Dive Brief:
- Under Armour is nearing completion on a 25% SKU reduction that started about a year ago, CEO Kevin Plank said on a call with analysts Tuesday. Looking forward, the brand is focused on selling more premium products, including a backpack that will cost $140.
- In the meantime, sales continue to tumble as Under Armour executes on its turnaround plan. Revenue in Q4 was down 11%, to $1.2 billion, and full-year revenue declined 9%, to $5.2 billion.
- Declines came from both channels, with wholesale falling 8% in 2024 and DTC declining 11% due to a more than 20% dip in e-commerce revenue. Under Armour swung to a net loss for both the quarter and the year, both of which were impacted by restructuring charges and other transformation expenses.
Dive Insight:
While Under Armour’s sales continue to falter, Plank told analysts he felt confident going into the earnings call.
The retailer’s strategy includes focusing on high-return categories, eliminating unproductive SKUs and “shrinking the battlefield wherever possible,” according to Plank. Under Armour has already sunk $89 million into the plan and expects to complete the $140 million to $160 million in total expenses by the end of this fiscal year.
“Without great product, there is nothing else,” Plank said.
As such, the retailer is focused on a smaller selection of products that will sell at higher price points. Plank said Under Armour would aim to launch between four and six products per season and look for space to expand margins. A new backpack the retailer has developed, for example, will be priced roughly $80 to $100 more expensive than the typical product in that category.
At the same time, Under Armour is reducing promotions online and in stores, which is helping gross margin but hurting revenue.
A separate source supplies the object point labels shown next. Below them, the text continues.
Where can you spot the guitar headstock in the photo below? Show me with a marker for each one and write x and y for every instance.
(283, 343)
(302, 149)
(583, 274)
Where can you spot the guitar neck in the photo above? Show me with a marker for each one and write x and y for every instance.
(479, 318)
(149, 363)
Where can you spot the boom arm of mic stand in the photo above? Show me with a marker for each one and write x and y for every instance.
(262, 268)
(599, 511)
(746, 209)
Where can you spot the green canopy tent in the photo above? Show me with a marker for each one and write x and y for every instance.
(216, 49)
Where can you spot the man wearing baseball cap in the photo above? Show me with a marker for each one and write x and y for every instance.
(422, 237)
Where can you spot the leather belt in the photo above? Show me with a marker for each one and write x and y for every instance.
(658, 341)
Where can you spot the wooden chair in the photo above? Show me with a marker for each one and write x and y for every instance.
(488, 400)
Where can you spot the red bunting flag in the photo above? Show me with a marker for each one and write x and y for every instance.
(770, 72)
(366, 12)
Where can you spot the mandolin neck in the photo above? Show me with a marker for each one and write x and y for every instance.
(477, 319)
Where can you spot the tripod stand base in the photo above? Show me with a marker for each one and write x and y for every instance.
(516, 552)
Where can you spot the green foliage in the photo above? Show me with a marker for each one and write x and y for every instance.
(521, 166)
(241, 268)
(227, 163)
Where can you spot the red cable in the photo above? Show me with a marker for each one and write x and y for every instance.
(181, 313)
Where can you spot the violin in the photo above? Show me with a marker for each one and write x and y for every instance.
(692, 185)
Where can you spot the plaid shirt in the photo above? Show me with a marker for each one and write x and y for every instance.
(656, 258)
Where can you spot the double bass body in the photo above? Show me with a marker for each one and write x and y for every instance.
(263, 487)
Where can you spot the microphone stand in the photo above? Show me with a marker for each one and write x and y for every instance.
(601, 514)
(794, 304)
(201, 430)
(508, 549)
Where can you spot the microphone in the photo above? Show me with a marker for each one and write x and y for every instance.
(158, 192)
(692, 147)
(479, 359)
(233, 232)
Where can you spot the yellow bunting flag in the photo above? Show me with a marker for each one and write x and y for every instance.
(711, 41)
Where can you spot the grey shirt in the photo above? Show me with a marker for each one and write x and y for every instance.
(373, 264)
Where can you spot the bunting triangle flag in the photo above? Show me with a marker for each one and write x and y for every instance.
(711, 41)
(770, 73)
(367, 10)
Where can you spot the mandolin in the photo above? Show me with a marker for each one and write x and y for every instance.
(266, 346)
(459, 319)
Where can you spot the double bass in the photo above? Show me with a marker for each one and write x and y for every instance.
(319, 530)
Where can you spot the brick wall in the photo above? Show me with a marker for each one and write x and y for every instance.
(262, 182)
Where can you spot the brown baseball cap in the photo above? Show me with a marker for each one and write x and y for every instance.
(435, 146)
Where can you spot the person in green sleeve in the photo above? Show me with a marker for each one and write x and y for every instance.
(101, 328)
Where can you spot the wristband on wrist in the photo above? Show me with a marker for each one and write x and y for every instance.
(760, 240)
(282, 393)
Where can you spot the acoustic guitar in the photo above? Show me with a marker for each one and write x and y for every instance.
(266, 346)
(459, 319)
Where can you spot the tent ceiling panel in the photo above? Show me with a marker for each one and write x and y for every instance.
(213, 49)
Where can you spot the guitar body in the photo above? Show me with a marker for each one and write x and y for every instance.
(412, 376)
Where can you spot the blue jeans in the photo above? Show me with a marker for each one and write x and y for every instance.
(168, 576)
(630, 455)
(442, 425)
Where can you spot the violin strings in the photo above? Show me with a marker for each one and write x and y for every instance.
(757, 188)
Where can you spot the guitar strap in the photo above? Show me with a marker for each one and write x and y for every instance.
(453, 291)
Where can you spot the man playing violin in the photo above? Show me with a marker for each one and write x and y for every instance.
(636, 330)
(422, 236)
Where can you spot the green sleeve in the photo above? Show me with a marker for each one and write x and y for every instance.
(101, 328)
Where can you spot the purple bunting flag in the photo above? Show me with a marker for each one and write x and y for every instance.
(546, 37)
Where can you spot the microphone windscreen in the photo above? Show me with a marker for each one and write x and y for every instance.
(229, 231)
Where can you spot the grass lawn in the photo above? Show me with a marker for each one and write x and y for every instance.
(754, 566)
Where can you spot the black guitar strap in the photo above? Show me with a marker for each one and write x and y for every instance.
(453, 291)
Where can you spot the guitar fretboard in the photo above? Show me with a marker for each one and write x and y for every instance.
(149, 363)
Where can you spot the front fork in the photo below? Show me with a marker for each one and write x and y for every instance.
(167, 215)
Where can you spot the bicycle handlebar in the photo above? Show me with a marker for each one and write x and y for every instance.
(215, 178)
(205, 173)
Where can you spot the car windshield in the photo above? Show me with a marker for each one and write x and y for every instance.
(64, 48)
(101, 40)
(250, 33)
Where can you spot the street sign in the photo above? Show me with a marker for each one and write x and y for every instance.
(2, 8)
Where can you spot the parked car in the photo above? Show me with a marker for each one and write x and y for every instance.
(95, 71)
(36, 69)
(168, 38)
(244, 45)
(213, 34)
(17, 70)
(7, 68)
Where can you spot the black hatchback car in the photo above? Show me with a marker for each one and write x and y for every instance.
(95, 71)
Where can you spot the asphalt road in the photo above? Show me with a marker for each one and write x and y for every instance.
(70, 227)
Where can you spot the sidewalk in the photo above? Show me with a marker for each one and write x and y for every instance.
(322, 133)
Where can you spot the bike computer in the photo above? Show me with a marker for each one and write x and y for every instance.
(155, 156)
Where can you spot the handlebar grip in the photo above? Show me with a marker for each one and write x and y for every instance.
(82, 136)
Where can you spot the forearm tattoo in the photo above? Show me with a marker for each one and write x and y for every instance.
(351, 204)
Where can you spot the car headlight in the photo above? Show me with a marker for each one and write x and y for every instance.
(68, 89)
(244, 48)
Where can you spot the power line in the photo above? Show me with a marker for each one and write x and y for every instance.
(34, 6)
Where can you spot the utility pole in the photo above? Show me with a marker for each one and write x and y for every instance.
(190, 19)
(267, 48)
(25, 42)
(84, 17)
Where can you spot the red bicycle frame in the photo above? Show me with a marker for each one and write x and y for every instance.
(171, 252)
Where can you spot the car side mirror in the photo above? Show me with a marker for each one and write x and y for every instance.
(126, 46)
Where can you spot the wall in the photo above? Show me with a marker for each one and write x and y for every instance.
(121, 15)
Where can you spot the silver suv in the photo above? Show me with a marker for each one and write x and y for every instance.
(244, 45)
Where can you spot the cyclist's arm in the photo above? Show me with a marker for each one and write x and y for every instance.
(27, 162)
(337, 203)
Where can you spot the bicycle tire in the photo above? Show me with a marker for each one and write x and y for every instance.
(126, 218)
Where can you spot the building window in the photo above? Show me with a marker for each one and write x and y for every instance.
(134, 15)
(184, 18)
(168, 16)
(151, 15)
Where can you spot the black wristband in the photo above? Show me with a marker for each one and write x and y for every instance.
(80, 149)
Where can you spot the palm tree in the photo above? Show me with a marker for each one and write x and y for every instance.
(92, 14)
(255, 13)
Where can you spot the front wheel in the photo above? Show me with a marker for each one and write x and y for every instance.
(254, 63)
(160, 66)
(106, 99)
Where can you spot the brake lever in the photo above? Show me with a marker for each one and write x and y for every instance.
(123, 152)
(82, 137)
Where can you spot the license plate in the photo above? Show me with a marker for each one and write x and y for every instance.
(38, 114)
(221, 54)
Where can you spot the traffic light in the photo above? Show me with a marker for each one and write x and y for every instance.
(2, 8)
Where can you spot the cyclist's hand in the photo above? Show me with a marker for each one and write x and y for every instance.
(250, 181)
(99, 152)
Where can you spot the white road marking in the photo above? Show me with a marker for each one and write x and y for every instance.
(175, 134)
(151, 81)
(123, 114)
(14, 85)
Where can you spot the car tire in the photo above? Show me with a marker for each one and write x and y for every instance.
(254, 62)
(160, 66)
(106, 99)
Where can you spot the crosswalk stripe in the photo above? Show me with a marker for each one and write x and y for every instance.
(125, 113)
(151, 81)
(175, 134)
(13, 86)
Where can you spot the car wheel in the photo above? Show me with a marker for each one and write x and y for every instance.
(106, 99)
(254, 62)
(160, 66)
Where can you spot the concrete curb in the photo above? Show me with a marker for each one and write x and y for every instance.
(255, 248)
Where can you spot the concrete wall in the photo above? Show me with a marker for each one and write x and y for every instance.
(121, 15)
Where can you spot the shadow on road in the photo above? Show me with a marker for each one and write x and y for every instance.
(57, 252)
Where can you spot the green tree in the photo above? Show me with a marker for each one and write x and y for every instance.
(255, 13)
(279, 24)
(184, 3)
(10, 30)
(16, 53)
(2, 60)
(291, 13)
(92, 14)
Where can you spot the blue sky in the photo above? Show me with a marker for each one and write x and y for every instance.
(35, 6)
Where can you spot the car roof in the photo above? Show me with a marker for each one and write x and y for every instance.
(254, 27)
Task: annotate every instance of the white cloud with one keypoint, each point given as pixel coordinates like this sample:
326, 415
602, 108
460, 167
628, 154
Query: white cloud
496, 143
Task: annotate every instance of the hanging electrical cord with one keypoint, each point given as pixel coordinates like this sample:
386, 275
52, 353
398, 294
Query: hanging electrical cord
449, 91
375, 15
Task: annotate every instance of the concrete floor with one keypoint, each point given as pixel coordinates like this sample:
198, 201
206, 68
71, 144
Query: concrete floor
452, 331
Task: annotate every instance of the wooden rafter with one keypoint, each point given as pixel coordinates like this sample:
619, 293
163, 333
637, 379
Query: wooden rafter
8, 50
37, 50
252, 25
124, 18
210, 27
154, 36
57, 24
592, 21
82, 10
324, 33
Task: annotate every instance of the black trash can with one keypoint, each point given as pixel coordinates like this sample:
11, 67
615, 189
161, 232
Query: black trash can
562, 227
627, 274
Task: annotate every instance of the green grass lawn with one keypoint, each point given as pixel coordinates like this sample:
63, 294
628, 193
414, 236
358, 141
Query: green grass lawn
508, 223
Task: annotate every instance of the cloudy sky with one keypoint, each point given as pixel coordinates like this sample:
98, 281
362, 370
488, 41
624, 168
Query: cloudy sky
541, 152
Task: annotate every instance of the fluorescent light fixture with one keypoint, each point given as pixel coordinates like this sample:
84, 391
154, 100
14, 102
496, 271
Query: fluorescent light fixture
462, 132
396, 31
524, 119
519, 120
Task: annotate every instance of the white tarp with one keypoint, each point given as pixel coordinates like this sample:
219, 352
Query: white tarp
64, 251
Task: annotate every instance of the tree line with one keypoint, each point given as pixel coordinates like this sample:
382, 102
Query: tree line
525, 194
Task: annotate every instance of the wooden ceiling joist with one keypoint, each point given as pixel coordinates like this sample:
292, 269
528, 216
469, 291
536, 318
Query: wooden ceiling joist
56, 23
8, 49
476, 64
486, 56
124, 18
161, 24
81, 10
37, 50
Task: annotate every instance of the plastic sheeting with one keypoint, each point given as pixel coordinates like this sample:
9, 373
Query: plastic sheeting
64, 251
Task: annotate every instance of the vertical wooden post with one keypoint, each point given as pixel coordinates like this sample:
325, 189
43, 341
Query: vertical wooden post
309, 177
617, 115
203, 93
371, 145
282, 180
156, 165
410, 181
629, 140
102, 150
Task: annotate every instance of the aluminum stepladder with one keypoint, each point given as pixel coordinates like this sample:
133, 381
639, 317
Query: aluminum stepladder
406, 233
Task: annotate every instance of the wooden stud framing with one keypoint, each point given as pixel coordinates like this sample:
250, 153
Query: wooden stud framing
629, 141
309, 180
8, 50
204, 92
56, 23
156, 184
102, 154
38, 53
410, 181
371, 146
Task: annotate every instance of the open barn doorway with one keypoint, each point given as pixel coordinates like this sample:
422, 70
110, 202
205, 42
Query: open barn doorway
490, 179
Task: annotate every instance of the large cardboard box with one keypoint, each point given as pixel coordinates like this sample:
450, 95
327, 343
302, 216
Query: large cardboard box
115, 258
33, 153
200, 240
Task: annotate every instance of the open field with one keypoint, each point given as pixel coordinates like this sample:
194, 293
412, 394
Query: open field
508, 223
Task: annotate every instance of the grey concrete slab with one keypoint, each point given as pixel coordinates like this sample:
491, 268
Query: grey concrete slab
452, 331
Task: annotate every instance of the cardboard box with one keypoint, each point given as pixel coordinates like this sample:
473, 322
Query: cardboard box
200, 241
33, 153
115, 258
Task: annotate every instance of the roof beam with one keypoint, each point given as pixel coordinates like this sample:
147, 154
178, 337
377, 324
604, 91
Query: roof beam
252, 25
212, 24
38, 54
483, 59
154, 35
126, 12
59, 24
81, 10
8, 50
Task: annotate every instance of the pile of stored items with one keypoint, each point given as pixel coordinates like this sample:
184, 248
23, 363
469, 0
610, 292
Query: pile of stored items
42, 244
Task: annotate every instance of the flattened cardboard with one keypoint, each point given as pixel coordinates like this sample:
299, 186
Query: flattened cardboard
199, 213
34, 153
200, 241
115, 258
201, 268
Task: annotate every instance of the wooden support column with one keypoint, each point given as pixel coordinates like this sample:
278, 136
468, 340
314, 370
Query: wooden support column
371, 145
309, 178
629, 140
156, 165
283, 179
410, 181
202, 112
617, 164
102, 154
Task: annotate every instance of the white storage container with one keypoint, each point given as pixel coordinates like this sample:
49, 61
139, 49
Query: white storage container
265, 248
BMO Capital Markets’ analyst Simeon Siegel said gross margin of 46.7% in Q4 “nicely beat” expectations and was helped by lower discounting and reduced freight costs, among other things.
“We continue to commend [Under Armour]’s focus on improving [gross margin] while acknowledging in this time of flux, investors are looking for signs/timeline of revenue stabilization,” Siegel said.
Tariffs, of course, add another layer of uncertainty to Under Armour’s sales outlook; the retailer only released guidance for Q1 as a result, when it expects revenue to fall between 4% and 5%. Like others in the industry, Under Armour is diversifying its sourcing and working with partners on price to combat the tariffs.